Mr. Thakur’s statement was a straightforward assertion of a transactional relationship that bordered on defiling democratic principles. It was against the constitutional spirit behind the relationship of the citizens and their elected representatives. What it implied was that he would overlook the interest of the Muslims and the Yadavs. While the JD(U) issued statements to blunt the condemnation that came his way, the Rashtriya Janata Dal (RJD), which had been defeated in the constituency, asserted that a leader after winning an election becomes the representative of an area and that “he should work for everyone without categorising caste and community”.

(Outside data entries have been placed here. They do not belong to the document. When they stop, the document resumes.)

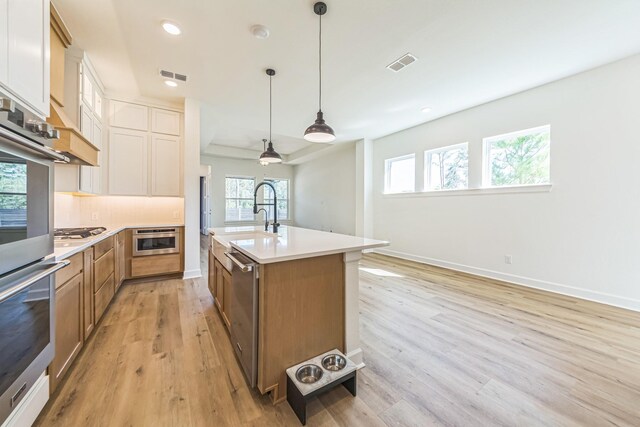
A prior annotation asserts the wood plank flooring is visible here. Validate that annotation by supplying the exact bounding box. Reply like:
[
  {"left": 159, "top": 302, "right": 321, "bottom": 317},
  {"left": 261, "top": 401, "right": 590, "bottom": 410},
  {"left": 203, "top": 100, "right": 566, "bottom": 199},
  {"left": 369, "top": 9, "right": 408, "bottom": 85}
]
[{"left": 36, "top": 239, "right": 640, "bottom": 426}]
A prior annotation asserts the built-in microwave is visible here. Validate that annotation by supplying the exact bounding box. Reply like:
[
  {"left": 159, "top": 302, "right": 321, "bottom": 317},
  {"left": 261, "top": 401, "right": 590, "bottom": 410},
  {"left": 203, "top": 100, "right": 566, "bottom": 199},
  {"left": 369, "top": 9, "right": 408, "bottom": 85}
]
[{"left": 132, "top": 228, "right": 180, "bottom": 256}]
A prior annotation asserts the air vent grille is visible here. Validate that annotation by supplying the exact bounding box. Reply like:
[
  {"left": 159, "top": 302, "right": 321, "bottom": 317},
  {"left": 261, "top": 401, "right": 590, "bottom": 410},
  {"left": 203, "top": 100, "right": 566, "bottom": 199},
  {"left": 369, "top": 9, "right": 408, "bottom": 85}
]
[
  {"left": 160, "top": 70, "right": 187, "bottom": 82},
  {"left": 387, "top": 53, "right": 418, "bottom": 73}
]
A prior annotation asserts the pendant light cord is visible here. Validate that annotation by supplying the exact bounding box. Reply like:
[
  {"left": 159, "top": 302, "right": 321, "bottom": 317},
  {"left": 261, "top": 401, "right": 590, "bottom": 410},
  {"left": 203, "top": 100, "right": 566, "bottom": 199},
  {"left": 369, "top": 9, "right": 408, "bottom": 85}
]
[
  {"left": 318, "top": 15, "right": 322, "bottom": 112},
  {"left": 269, "top": 72, "right": 273, "bottom": 142}
]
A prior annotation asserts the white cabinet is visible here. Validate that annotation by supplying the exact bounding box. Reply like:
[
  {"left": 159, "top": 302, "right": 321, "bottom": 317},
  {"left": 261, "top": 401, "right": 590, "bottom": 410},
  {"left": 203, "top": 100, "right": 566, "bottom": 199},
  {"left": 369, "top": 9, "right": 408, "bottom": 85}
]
[
  {"left": 151, "top": 108, "right": 180, "bottom": 136},
  {"left": 109, "top": 101, "right": 149, "bottom": 130},
  {"left": 151, "top": 135, "right": 181, "bottom": 196},
  {"left": 0, "top": 0, "right": 49, "bottom": 119},
  {"left": 109, "top": 128, "right": 149, "bottom": 196}
]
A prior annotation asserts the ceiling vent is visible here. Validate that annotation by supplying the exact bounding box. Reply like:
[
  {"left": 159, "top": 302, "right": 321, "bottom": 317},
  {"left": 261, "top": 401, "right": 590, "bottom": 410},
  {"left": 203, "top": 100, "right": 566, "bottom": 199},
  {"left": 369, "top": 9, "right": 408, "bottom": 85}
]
[
  {"left": 160, "top": 70, "right": 187, "bottom": 82},
  {"left": 387, "top": 53, "right": 418, "bottom": 73}
]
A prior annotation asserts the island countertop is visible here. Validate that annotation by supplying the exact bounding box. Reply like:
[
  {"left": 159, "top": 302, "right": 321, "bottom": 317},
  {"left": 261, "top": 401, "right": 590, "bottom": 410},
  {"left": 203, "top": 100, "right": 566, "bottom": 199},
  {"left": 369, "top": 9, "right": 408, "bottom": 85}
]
[{"left": 209, "top": 225, "right": 389, "bottom": 264}]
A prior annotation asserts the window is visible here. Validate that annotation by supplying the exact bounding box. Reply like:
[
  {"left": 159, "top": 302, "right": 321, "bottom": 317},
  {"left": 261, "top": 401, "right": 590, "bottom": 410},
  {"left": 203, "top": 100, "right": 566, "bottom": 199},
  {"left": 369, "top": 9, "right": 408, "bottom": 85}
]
[
  {"left": 224, "top": 176, "right": 256, "bottom": 221},
  {"left": 424, "top": 142, "right": 469, "bottom": 191},
  {"left": 262, "top": 178, "right": 289, "bottom": 221},
  {"left": 483, "top": 126, "right": 551, "bottom": 187},
  {"left": 384, "top": 154, "right": 416, "bottom": 193}
]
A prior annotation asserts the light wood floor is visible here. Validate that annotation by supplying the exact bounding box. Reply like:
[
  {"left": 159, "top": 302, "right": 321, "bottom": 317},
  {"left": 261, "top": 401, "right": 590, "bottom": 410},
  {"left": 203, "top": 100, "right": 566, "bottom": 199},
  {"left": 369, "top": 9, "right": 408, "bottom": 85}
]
[{"left": 36, "top": 239, "right": 640, "bottom": 426}]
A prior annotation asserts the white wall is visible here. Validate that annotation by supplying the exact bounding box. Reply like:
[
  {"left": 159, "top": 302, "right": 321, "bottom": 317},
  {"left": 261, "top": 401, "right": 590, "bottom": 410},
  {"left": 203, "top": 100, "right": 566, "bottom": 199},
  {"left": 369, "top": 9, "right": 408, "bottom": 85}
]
[
  {"left": 200, "top": 153, "right": 296, "bottom": 227},
  {"left": 182, "top": 98, "right": 201, "bottom": 279},
  {"left": 53, "top": 193, "right": 184, "bottom": 228},
  {"left": 294, "top": 143, "right": 357, "bottom": 235},
  {"left": 373, "top": 55, "right": 640, "bottom": 310}
]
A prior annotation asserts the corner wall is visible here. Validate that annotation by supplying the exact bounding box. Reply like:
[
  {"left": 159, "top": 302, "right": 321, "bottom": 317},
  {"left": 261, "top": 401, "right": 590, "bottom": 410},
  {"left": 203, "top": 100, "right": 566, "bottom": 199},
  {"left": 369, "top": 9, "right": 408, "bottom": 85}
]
[
  {"left": 294, "top": 143, "right": 357, "bottom": 235},
  {"left": 373, "top": 55, "right": 640, "bottom": 310}
]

Supreme Court says secrecy of vote a must in any election
The ECI’s proposal
The cardinal spirit behind an impartial election is that the voter is able to cast his vote without the fear of retribution or feeling induced by the promise of a reward. It was in order to discourage the politics of vendetta or vote bargain that voter secrecy was embedded in Rule 56 of the Conduct of Election Rules, 1961, enjoining the returning officer to “reject a ballot paper if it bears any mark or writing by which the elector can be identified”. Similarly, while counting, ballot papers of different ballot boxes were mixed to avoid group targeting of voters based on the voting trends in a particular area. However, with the introduction of Electronic Voting Machines (EVMs), this ‘mixing’ cannot be done, which has led to demands of introducing a totaliser to avoid identification of areas according to their voting behaviour.

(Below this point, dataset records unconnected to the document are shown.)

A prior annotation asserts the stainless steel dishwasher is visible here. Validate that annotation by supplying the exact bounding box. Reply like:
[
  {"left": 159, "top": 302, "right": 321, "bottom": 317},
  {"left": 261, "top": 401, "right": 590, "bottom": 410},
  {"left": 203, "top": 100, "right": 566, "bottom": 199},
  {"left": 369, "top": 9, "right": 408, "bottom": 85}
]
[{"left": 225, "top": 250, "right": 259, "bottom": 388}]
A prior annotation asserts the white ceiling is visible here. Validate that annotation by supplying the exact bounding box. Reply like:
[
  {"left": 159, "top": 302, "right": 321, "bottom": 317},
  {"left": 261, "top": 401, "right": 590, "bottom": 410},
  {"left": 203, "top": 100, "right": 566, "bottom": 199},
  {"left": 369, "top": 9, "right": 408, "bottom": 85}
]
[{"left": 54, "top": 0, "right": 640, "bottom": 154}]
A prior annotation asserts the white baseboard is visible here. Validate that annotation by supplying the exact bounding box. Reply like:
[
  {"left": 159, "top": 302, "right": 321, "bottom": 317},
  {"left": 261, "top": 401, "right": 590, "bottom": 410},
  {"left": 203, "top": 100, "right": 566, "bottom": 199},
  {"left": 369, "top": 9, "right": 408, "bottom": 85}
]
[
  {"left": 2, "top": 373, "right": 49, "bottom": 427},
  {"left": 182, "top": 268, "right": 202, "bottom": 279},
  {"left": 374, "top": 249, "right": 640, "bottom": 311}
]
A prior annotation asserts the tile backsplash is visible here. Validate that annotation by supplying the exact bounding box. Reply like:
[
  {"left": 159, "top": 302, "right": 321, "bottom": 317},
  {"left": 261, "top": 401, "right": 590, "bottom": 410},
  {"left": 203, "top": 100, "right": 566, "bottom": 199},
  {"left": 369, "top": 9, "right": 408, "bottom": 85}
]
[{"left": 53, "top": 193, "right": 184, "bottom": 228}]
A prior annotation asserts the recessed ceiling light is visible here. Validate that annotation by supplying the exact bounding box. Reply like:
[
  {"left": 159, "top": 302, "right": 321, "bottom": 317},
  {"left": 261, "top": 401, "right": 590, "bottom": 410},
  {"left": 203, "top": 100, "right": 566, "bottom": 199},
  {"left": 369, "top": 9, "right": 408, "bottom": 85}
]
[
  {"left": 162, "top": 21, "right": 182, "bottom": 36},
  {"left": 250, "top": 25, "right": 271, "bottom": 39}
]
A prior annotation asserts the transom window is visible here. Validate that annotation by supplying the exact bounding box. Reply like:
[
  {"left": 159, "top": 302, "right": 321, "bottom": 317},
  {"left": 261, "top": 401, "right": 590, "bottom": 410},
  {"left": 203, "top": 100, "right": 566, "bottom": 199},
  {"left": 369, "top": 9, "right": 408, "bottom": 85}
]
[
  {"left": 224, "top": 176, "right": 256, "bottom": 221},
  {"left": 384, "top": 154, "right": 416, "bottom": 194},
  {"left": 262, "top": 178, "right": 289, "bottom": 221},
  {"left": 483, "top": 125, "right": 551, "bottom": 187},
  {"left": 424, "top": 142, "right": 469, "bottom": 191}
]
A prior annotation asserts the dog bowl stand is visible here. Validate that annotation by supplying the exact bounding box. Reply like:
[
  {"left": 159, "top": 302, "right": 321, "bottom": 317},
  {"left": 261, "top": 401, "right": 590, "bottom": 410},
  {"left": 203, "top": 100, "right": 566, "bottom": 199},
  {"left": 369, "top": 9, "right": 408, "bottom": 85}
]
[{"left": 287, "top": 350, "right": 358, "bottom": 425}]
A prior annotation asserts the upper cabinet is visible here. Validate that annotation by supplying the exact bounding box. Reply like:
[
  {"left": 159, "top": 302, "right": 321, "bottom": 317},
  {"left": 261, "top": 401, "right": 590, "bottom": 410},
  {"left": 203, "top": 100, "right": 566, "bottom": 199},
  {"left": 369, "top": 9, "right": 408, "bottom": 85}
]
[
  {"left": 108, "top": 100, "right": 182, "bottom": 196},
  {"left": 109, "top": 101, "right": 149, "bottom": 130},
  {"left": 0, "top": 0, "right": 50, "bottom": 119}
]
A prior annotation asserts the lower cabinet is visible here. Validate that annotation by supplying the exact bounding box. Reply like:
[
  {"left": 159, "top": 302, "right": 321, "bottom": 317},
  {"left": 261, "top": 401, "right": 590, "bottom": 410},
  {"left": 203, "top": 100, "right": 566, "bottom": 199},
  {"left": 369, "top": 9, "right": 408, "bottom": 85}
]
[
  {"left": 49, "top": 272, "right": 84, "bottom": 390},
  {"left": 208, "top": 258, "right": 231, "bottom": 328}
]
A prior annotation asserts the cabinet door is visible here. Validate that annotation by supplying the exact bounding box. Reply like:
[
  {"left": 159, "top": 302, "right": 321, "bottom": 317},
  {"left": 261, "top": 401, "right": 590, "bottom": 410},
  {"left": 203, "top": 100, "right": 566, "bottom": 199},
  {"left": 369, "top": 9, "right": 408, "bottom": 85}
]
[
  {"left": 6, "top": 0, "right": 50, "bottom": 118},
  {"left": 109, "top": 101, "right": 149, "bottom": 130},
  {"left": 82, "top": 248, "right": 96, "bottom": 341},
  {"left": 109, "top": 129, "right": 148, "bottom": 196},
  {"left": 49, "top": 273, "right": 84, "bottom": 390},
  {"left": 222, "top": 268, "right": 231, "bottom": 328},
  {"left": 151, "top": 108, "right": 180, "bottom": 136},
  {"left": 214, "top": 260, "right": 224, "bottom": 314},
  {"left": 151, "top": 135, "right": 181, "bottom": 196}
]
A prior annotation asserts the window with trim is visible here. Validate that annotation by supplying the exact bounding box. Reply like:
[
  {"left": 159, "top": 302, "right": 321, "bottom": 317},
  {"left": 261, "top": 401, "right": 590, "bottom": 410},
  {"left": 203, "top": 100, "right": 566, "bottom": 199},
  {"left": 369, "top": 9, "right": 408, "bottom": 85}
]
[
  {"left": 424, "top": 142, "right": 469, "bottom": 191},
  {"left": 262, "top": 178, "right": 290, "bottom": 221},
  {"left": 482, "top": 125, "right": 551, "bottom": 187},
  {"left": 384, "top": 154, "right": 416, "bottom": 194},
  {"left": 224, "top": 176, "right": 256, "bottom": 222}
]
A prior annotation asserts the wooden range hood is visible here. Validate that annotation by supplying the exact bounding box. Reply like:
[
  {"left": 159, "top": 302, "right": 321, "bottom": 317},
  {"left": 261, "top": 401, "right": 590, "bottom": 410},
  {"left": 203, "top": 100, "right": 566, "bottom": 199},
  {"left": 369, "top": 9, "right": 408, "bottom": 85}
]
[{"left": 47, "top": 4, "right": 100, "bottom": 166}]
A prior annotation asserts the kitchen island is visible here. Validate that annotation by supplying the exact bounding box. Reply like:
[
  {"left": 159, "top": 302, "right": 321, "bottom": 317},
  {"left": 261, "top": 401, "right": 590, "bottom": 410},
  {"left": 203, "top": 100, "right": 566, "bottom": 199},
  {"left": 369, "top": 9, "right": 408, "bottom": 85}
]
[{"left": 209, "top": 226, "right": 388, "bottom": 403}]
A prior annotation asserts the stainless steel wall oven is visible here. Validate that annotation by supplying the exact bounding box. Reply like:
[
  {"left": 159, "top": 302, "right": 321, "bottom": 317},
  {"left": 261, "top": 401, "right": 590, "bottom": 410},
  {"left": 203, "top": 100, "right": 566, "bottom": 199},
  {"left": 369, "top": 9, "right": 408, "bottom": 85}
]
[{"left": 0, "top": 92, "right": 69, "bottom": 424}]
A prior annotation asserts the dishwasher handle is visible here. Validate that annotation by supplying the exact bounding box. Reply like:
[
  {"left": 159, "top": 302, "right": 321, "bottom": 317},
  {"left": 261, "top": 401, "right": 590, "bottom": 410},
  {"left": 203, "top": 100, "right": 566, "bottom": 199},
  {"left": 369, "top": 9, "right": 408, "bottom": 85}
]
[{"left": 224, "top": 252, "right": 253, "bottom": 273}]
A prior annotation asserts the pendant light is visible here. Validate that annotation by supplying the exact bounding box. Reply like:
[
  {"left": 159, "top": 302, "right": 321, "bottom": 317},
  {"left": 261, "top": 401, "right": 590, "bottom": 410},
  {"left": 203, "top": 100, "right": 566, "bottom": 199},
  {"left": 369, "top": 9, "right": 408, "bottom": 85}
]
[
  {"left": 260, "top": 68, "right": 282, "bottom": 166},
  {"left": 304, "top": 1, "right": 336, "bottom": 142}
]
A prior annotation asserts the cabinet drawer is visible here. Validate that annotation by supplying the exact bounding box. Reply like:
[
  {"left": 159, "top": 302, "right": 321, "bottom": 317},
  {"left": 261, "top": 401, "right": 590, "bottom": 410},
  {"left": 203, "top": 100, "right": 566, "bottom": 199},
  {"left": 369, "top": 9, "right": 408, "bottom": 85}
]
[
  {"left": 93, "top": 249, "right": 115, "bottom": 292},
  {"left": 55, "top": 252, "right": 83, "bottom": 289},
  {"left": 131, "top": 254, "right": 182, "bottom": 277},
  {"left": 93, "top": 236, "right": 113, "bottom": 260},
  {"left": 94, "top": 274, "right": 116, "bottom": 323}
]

The totaliser as a technique to mask booth-level voting patterns was mooted in 2007 as a solution to the problem of post-election harassment of voters. It was examined and evolved by the authorised EVM manufacturers in consultation with the Technical Experts Committee of the Election Commission of India (ECI), and demonstrated in 2008 before political parties who had “no objection” to the use of totaliser. In March 2009, it was used on a trial basis in bye-elections to the Legislative Assembly of Meghalaya and Uttar Pradesh. Thereafter, the issue has shuttled between the ECI, government, and the Courts, with the government pussyfooting the proposal till 2014 and then not favouring it altogether.
Following the Madras High Court order of August 2011 in W.P. 11919/2011 directing the government to consider the ECI’s recommendation of amending the relevant Rules for introducing the totaliser, the government sought to ascertain the time required to fully deploy it. The EC said it would take about four months. Thereafter, there was a lull. In August 2013, the ECI again requested the government to amend the 1961 Rules.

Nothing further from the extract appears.